One more post prompted by recent references to Adam and Eve. These ancient stories attempt to do justice to the fundamental truth of the human condition, using the language of those days. And we are told that after they ate of the tree of knowledge, Adam and Eve hid themselves. This simple fact – the need to hide and protect themselves, the existence of judgmental thoughts and guilty emotions – alerted God to the fact that something had changed. When he asked them why they were hiding, Adam replied “I was afraid because I was naked and I hid myself”

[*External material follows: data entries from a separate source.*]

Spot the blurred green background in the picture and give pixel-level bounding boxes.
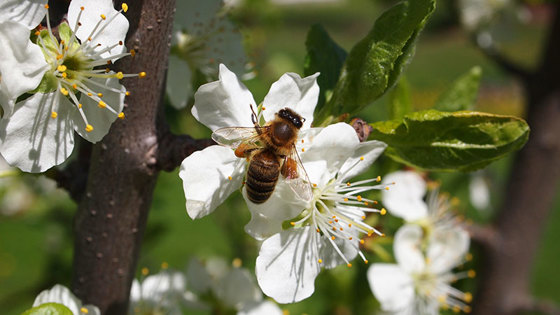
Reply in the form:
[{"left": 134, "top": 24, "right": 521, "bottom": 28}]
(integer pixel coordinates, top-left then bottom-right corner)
[{"left": 1, "top": 0, "right": 558, "bottom": 314}]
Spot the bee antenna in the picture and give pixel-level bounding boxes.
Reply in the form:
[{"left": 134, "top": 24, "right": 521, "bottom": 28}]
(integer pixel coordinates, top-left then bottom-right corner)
[{"left": 250, "top": 104, "right": 258, "bottom": 125}]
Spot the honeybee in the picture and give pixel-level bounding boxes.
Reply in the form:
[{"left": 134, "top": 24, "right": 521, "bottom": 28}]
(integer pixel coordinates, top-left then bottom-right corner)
[{"left": 212, "top": 106, "right": 313, "bottom": 204}]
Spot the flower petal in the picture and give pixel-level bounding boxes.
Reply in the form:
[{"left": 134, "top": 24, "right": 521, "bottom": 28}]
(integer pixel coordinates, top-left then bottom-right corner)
[
  {"left": 382, "top": 171, "right": 428, "bottom": 221},
  {"left": 256, "top": 227, "right": 321, "bottom": 303},
  {"left": 0, "top": 93, "right": 75, "bottom": 172},
  {"left": 0, "top": 0, "right": 47, "bottom": 29},
  {"left": 166, "top": 55, "right": 193, "bottom": 110},
  {"left": 174, "top": 0, "right": 223, "bottom": 32},
  {"left": 394, "top": 224, "right": 425, "bottom": 273},
  {"left": 0, "top": 21, "right": 48, "bottom": 102},
  {"left": 140, "top": 271, "right": 187, "bottom": 297},
  {"left": 238, "top": 300, "right": 283, "bottom": 315},
  {"left": 205, "top": 19, "right": 247, "bottom": 78},
  {"left": 262, "top": 72, "right": 319, "bottom": 129},
  {"left": 338, "top": 140, "right": 387, "bottom": 183},
  {"left": 32, "top": 284, "right": 83, "bottom": 315},
  {"left": 179, "top": 145, "right": 245, "bottom": 219},
  {"left": 192, "top": 64, "right": 256, "bottom": 131},
  {"left": 74, "top": 77, "right": 125, "bottom": 143},
  {"left": 301, "top": 123, "right": 359, "bottom": 186},
  {"left": 215, "top": 268, "right": 262, "bottom": 309},
  {"left": 244, "top": 211, "right": 284, "bottom": 241},
  {"left": 428, "top": 226, "right": 470, "bottom": 274},
  {"left": 68, "top": 0, "right": 129, "bottom": 60},
  {"left": 318, "top": 233, "right": 359, "bottom": 269},
  {"left": 367, "top": 263, "right": 414, "bottom": 312},
  {"left": 186, "top": 258, "right": 213, "bottom": 294}
]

As I said, the writers were reflecting on what their own experience was. And it is similar to ours. We feel fear and that leads us to pull back and hide from others, because of the anticipation that we will get hurt. The openness and ease of the original days is not easy to find, even in the closest relationships. And most of us have been hurt along the way, from early childhood onwards. There is a relationship between how reliable things were in our childhood and how confused and difficult our relationships are as adults. So there can be an ongoing struggle between the part of us that loves and the part of us that fears, the part that wishes to be open and be seen and the part that want to protect itself and hide. And so all of us will struggle from time to time to keep believing in love, in allowing ourselves get close to others.
What we can learn from these ancient stories is that some undercurrent of fear has always been present in human history and will likely always be present in our lives. The difference between adulthood and childhood is that we do not have to allow it dominate. We can act in spite of our fears. Mindfulness is based on this same understanding that there are fears at the heart of life, and that does not mean there is anything wrong with our life, or with us, just because we feel them. We do not have to turn this fact into a judgment about ourselves or others. We can choose not to hide. We can work through our fears.